Wednesday, December 15, 2021

A GOD-LIVED LIFE: Ask Questions

 INTRODUCTORY NOTE

          We are in the middle of a series of sermons with a Stewardship emphasis. Stewardship, ultimately, is about our entire life. We use what God gives us to his glory and for the good of our neighbor. Over the next few months, we will consider the various ways we use the gifts God gives us as is God-pleasing.
          Each month, I will be sending out an email to further encourage what we pondered on the first Sunday of that month. In this way, the thoughts do not perish by that Sunday evening, but each one can give intentional consideration how he or she may put into practice what was proclaimed as a God-pleasing way to serve him.
          For the month of December, we continue to consider what it means to have A Life of Hospitality.

A LIFE OF HOSPITALITY

Week #2      Ask questions

            Perhaps the most intimidating part of being hospitable is that you don’t know anything about new people.  What do you even have to talk about?  What do you have in common?  What is there to say?
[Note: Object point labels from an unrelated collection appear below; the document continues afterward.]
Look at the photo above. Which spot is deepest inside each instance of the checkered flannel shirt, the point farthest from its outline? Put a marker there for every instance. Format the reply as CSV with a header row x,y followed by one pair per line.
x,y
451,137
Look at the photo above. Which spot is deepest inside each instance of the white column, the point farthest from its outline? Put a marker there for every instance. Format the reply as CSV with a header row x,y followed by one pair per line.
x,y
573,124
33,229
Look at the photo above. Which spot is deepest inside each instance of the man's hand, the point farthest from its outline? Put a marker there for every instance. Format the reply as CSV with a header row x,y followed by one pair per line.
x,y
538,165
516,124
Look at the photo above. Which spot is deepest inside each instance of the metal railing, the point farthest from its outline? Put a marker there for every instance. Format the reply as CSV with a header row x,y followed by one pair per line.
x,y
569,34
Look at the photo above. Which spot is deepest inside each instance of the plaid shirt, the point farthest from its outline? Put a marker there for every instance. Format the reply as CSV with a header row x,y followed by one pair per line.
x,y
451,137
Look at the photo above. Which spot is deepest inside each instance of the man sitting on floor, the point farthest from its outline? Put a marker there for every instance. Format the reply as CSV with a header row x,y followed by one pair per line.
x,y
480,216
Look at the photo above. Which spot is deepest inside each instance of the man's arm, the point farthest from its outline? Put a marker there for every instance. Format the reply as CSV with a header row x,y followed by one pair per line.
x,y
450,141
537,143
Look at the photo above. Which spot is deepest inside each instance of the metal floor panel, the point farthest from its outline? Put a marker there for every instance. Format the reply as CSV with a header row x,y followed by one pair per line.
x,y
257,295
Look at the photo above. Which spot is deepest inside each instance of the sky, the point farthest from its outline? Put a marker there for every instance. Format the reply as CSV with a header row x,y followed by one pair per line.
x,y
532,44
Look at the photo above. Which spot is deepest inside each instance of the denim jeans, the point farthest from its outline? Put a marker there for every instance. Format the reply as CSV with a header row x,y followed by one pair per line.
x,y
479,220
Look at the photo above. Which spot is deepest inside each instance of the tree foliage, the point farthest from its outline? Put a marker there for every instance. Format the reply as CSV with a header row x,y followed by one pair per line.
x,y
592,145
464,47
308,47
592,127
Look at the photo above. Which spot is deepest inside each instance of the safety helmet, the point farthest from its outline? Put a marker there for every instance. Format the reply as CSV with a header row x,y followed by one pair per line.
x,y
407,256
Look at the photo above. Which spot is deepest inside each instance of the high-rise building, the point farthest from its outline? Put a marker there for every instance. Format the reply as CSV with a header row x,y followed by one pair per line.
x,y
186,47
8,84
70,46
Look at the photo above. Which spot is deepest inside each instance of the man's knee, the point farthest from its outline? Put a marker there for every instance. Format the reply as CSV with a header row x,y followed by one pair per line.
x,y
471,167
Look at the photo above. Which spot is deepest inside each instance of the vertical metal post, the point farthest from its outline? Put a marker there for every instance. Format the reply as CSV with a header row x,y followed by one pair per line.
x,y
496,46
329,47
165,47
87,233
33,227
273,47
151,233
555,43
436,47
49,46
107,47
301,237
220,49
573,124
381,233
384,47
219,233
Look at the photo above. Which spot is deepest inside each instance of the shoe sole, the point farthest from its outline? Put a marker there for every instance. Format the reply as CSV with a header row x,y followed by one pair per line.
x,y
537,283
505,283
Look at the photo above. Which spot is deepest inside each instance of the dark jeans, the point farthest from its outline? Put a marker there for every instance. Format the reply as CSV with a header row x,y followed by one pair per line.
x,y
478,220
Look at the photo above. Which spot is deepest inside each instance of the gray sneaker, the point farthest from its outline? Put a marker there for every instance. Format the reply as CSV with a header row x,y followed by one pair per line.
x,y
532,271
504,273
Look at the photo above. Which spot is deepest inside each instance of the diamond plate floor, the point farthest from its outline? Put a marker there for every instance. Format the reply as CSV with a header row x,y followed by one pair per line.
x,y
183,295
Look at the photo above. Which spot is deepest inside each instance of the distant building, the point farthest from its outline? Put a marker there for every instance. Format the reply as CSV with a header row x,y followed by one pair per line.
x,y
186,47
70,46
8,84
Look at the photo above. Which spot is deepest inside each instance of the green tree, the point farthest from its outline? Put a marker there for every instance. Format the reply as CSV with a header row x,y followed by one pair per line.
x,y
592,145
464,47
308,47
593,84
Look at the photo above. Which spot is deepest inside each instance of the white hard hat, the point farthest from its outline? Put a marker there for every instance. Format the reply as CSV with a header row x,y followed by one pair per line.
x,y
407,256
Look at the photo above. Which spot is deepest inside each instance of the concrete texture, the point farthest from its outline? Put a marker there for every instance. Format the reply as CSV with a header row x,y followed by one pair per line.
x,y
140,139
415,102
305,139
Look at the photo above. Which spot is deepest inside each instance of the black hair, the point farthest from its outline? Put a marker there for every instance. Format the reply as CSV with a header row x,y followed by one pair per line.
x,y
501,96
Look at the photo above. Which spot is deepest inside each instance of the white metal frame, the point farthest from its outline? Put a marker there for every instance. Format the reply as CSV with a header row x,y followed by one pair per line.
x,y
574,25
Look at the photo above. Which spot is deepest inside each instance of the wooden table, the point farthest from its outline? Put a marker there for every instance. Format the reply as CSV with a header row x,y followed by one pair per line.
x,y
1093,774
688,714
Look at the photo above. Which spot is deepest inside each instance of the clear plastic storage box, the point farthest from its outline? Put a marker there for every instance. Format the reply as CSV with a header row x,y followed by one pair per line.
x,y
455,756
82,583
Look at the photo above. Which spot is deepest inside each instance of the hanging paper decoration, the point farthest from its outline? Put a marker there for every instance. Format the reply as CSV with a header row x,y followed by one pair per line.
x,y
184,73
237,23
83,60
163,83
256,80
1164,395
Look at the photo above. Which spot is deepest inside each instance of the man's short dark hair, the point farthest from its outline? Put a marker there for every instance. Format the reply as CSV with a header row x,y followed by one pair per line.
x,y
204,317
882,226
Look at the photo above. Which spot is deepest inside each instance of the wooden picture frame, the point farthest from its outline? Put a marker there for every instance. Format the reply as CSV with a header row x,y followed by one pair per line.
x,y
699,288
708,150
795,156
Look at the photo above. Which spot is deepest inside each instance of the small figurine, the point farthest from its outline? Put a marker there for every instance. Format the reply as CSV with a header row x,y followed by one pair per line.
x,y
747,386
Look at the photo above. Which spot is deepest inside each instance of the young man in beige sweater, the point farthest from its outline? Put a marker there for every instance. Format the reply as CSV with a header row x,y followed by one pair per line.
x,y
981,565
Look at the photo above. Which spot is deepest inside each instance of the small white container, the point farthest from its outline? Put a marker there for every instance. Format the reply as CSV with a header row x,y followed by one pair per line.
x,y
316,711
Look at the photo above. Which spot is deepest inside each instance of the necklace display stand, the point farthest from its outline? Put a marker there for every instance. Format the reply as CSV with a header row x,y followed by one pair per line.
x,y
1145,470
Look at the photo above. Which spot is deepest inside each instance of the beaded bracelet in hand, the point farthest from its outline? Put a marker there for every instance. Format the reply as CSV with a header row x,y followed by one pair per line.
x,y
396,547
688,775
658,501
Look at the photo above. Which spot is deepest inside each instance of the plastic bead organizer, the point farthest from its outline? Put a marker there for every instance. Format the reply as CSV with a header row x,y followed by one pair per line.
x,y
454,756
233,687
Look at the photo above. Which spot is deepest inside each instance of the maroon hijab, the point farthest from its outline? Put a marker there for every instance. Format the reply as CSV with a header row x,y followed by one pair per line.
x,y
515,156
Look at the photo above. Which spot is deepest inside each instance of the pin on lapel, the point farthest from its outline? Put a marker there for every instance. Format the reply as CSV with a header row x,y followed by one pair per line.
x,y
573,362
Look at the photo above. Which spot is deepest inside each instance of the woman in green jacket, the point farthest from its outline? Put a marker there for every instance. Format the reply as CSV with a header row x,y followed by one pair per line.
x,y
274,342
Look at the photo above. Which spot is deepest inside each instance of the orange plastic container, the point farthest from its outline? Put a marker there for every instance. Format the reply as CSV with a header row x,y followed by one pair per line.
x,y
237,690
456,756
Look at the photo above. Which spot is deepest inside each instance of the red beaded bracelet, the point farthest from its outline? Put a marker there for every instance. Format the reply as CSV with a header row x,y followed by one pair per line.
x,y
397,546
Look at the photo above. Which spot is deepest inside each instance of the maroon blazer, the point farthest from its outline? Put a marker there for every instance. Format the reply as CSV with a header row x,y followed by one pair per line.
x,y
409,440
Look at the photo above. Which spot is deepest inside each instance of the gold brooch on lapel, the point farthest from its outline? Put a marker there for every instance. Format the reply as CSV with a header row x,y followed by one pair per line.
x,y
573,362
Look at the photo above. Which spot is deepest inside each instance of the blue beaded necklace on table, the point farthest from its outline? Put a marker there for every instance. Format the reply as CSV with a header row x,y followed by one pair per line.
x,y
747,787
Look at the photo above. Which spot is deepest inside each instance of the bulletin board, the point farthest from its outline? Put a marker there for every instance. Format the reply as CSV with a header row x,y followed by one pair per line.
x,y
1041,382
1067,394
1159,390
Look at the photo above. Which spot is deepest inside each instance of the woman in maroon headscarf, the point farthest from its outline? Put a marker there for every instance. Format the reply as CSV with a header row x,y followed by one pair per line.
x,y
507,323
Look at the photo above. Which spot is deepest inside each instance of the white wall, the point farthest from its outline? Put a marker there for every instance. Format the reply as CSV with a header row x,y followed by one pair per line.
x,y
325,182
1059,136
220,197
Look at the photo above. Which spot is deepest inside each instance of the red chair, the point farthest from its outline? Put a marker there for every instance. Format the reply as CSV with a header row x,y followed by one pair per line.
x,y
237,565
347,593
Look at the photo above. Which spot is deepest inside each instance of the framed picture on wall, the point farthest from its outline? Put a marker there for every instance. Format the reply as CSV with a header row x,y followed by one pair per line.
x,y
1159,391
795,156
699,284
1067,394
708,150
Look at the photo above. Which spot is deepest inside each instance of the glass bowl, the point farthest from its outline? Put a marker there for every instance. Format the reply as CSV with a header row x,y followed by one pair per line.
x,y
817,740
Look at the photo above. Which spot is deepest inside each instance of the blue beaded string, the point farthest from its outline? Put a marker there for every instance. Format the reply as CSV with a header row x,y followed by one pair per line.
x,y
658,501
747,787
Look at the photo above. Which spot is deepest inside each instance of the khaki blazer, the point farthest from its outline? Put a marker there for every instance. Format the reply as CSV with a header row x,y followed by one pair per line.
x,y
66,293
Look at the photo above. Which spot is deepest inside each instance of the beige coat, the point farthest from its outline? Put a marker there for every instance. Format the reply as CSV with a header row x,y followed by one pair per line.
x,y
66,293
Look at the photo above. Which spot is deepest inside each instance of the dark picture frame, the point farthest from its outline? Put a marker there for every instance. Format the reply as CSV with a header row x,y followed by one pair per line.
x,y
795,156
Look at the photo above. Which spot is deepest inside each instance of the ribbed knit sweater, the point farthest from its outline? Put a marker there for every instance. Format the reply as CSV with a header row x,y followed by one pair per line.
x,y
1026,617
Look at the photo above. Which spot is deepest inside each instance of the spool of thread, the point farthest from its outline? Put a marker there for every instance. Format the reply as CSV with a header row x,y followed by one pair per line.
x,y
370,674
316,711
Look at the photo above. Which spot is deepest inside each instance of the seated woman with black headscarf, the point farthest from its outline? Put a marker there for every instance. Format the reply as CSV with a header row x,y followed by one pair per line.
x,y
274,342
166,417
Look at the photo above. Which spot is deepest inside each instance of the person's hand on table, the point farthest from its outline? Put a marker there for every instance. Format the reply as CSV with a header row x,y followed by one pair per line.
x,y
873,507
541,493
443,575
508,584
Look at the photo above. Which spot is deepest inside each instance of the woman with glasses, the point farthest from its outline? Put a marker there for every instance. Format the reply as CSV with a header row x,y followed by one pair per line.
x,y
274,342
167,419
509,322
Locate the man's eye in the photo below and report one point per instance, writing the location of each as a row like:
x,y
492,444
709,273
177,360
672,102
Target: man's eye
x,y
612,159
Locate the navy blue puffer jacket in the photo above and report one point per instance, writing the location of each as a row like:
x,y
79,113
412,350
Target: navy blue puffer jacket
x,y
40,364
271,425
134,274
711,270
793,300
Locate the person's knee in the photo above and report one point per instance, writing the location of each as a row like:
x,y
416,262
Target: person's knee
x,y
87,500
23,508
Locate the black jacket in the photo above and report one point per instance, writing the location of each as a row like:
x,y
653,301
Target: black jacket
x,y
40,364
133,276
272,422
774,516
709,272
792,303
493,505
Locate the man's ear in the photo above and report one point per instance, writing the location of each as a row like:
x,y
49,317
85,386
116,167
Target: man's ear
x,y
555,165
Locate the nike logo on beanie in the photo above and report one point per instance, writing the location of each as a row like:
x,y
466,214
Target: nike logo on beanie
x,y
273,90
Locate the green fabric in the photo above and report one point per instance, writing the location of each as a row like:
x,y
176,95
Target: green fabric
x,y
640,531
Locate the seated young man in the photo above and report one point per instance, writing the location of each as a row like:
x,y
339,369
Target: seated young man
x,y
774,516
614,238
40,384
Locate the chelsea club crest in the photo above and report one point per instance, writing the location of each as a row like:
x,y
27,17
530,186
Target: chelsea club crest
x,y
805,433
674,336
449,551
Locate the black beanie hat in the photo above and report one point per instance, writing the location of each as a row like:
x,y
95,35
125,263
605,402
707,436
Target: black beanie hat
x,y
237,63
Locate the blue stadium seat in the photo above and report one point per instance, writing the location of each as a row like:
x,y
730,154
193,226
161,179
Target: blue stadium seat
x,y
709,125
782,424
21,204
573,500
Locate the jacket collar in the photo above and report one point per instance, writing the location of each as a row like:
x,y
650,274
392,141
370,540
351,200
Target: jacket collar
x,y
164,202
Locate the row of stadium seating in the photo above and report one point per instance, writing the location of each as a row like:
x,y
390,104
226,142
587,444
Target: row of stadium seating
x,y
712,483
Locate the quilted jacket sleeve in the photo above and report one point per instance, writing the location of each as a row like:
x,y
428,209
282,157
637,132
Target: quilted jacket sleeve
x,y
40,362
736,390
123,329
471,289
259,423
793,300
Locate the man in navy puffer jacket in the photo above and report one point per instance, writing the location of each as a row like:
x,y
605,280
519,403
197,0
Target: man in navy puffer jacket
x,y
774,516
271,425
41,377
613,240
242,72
            If you don’t know anything about someone who is new to you, you have an almost unlimited source of topics to talk about.  But make it easy on yourself.  Let them guide the discussion: Ask them questions.  Find out who they are and where they are from.  What brings them in?  Do they have family?  Can you get them some coffee?  Their initial answers should offer something to springboard into other topics.  Chances are one of those topics will find some connection where you do have interest.

            What if there are no areas of common interest?  If that is actually the case, ask about their interests.  You probably won’t take up their hobbies, but you can learn a little more about the way they think.  It will be enlightening to understand that.  For example, you meet a person who has a string of tattoos up his or her arm.  If you think tattoos are a waste of time and money, you might recoil from conversation or ignore the person.  Try this instead: Ask him about what the symbols are on his arm.  Do they signify anything?  (They usually do.)  How did he decide to do that?  Was it awkward getting it done on the back side of his arm?  (You can decide for yourself how bold you want to be; some questions might seem a little too personal.)  These questions show an interest in that person.  They will appreciate your interest and will likely reciprocate with questions of their own.  And even if their answers are less that godly, you will at least learn about other people.  You may develop a compassion for others you had not held before.  You may learn to appreciate that, having lived your life according to God’s word, you have been preserved from some very bad decisions. 

If that person whom you just met ends up being a fellow Christian, you get to learn that through your questions and conversation.  If he is not, you have begun to pave the way for a confession of faith and an invitation for the person to get to know more.  That never happens when we recoil or turn in disgust.  If you ask questions, demonstrate interest, and have a conversation, you at least bear witness that Christians are not “too good” for other people.  It is part of “Love your neighbor,” as different as your neighbor might be—even if your neighbor has no interest in the kingdom of God.  A life of hospitality is a life that loves the neighbor and seeks his good.  Only by asking questions can you learn what good you can do for that neighbor.